# Ceramic Mold For Casting Fine Silver



## kadriver (Nov 3, 2013)

I would like to cast some small pure silver figurines (2 to 4 inches tall) using a split ceramic mold.

The two halves of the mold have alignment stubs and are then clamped together for pouring.

Does anyone on the forum have experience that could be shared using ceramic molds of this type to cast silver?

I did a search of the forum with negative results.

The alternative to using ceramic would be sand casting (as for as I can tell).

I would especially like to hear about any negatives.

Thank you.

kadriver


----------



## Lou (Nov 3, 2013)

I think you'll find the ceramic molds to be a one time gig. Better off to take the figurine and make a mold in RTV silicone and inject wax into that, sprue up and then invest, vacuum out bubbles, burn out cast, and de-vest.

Could you post a picture of the figurine?

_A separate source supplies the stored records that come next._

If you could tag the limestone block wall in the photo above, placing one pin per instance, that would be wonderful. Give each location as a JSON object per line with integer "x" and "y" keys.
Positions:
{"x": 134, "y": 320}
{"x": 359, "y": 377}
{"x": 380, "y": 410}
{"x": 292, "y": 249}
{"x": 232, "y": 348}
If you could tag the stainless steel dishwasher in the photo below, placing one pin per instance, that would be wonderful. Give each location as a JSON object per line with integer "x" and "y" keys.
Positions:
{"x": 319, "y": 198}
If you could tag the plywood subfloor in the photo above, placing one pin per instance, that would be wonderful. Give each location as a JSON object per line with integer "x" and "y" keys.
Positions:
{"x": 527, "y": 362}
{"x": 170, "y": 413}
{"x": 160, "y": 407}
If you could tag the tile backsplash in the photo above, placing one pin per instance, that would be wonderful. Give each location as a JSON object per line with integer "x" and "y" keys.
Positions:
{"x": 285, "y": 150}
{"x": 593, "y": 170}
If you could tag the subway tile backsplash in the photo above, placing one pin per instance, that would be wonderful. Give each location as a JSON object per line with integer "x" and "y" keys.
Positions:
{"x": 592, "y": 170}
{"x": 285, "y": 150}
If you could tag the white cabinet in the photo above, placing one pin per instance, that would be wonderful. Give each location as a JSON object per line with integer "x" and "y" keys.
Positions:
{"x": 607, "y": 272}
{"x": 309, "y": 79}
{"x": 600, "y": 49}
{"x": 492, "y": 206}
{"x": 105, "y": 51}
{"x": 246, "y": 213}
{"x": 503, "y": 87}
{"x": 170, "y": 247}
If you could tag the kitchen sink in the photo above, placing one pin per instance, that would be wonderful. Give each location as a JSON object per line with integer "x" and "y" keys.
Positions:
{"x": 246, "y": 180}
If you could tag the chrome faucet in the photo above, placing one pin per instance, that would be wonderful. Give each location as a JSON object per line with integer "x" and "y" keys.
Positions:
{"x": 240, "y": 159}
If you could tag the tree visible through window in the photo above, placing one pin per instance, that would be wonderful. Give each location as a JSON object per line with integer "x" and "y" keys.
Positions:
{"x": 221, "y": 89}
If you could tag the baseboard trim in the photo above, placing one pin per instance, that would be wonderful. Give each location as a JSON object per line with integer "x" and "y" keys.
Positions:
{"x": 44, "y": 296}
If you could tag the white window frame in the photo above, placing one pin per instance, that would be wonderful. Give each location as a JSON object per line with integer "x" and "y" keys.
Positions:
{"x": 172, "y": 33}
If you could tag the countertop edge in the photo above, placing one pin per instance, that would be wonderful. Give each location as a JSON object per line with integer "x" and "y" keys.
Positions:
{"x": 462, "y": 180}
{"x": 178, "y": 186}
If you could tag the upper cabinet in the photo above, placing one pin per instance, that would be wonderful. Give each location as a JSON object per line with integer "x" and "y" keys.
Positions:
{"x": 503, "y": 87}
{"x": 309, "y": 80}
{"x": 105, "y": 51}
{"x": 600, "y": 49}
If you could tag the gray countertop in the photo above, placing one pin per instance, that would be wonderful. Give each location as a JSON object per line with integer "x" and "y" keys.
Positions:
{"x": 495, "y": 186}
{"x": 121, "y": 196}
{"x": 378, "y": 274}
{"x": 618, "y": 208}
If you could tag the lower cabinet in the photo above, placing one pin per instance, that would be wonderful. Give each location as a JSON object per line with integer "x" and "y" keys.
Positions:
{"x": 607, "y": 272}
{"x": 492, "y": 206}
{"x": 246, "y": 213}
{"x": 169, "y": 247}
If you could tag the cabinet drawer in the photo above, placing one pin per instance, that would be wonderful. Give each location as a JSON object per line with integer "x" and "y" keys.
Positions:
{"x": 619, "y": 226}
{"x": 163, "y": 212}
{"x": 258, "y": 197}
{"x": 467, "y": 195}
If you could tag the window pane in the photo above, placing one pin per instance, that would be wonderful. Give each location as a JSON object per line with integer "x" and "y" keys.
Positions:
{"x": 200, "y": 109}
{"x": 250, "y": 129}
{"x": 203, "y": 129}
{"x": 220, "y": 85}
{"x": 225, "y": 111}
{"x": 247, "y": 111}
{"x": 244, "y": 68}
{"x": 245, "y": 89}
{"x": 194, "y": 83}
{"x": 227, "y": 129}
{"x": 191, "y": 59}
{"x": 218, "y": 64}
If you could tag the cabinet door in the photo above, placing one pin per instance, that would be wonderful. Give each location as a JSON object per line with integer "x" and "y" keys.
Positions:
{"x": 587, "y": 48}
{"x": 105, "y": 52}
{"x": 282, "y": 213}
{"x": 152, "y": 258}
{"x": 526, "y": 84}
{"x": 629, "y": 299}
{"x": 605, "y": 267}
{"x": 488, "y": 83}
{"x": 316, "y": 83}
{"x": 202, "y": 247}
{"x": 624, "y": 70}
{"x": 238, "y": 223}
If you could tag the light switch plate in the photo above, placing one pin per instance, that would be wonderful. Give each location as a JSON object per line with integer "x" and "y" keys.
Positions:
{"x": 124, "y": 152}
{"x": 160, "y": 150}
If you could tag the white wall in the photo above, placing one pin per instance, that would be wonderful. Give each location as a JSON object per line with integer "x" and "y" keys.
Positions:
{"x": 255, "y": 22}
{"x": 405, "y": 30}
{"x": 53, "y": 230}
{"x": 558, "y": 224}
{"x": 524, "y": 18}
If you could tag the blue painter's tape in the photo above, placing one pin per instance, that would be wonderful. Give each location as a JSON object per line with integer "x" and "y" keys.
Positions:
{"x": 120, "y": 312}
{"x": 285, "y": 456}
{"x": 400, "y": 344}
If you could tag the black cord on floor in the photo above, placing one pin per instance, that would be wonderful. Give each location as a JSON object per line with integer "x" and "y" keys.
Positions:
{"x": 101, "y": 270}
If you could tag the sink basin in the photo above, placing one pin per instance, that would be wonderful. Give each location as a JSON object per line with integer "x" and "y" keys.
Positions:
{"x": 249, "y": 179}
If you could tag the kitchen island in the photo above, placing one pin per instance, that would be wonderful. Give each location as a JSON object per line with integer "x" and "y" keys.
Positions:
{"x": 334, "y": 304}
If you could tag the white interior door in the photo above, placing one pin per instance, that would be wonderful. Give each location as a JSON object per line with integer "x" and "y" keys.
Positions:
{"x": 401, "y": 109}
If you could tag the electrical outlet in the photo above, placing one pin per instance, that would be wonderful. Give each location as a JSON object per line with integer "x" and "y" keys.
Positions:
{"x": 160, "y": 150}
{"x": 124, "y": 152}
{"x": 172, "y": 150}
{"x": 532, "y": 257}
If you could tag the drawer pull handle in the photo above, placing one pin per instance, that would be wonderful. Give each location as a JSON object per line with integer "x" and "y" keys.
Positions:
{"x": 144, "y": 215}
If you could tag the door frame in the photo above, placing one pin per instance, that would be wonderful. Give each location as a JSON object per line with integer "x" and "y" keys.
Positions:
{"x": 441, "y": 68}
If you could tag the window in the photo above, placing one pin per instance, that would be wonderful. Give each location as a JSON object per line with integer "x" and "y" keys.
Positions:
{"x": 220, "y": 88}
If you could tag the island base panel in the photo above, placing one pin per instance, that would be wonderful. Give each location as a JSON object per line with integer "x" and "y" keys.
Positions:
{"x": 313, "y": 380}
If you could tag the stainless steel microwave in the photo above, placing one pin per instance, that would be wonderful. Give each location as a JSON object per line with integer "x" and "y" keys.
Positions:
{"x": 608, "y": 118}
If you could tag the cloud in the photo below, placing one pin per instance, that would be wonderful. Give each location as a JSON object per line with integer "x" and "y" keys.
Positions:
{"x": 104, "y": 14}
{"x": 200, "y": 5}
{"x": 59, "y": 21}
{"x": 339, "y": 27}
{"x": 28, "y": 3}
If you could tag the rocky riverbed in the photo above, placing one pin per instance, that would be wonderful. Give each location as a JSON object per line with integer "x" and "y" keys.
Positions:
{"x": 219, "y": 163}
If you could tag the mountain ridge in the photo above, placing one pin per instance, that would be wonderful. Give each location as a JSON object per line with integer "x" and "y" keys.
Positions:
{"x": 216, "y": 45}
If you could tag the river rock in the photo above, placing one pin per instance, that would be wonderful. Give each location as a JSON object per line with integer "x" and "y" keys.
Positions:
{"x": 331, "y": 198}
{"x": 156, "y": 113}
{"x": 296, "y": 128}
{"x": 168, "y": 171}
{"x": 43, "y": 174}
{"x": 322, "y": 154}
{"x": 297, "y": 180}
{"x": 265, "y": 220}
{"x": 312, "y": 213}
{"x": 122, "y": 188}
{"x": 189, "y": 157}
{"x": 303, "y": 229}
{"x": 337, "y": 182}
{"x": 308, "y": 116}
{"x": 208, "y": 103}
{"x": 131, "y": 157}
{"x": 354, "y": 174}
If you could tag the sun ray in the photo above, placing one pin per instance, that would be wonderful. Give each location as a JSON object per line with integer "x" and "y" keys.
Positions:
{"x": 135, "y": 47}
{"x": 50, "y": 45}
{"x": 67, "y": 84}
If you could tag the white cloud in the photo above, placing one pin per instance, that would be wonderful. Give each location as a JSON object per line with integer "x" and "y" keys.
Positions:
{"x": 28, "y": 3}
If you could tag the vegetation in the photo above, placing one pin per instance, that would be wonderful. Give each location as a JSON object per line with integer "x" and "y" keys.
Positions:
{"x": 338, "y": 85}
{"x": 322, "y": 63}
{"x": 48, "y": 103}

Might try backyardmetalcasting's forum.


----------



## kadriver (Nov 3, 2013)

Does the ceramic deteriorate that quickly? Thanks for the heads-up.


----------



## Harold_V (Nov 4, 2013)

I expect the mold will self destruct upon pouring, and it may do it violently. That, of course, depends on what the mold is made of, and if it's intended to be used for molten metals. My concern is that the material from which it's made may not be good at all with thermal shock, and may contain enough moisture to become a bomb. My money says you should abandon that idea. Could be wrong (but I don't think I am!)

Harold


----------



## niteliteone (Nov 4, 2013)

The only casting I have heard of that uses "Ceramic Molds" is ceramics casting itself, making ceramic figurines. 
We have a large ceramic factory a few miles from where I live, "Duncan Ceramics" and I have watched them do this process.
Anyway, that type of ceramic mold would definitely break when the heat of the molten metal hit it. I have heard of making molds from plaster material like "Plaster-of-Paris", but again it would be a one time use.
I would do something like a lost wax type of mold, where you can make many molds from one master. Many jeweler supply shops will sell the casting mixtures


----------



## Palladium (Nov 4, 2013)

If you can use graphite for the mold then you might try these folks they make 3D molds. http://www.ebay.com/sch/weaverind/m.html?_nkw=&_armrs=1&_ipg=&_from= Not sure of how intricate you need the mold, but i have had them make me molds before that are pretty detailed.


----------



## Dan Dement (Nov 4, 2013)

We are manufacturing Jewelers who specialize in Platinum & Palladium so we have a little casting experience. I know of no one in my industry that uses Cermaniic molds. Not saying it will not work but lots of unanswered questions. What does the figurine look like? What level of resolution are you trying to achieve? How big are the models? Aree they hollow? What type of weight? 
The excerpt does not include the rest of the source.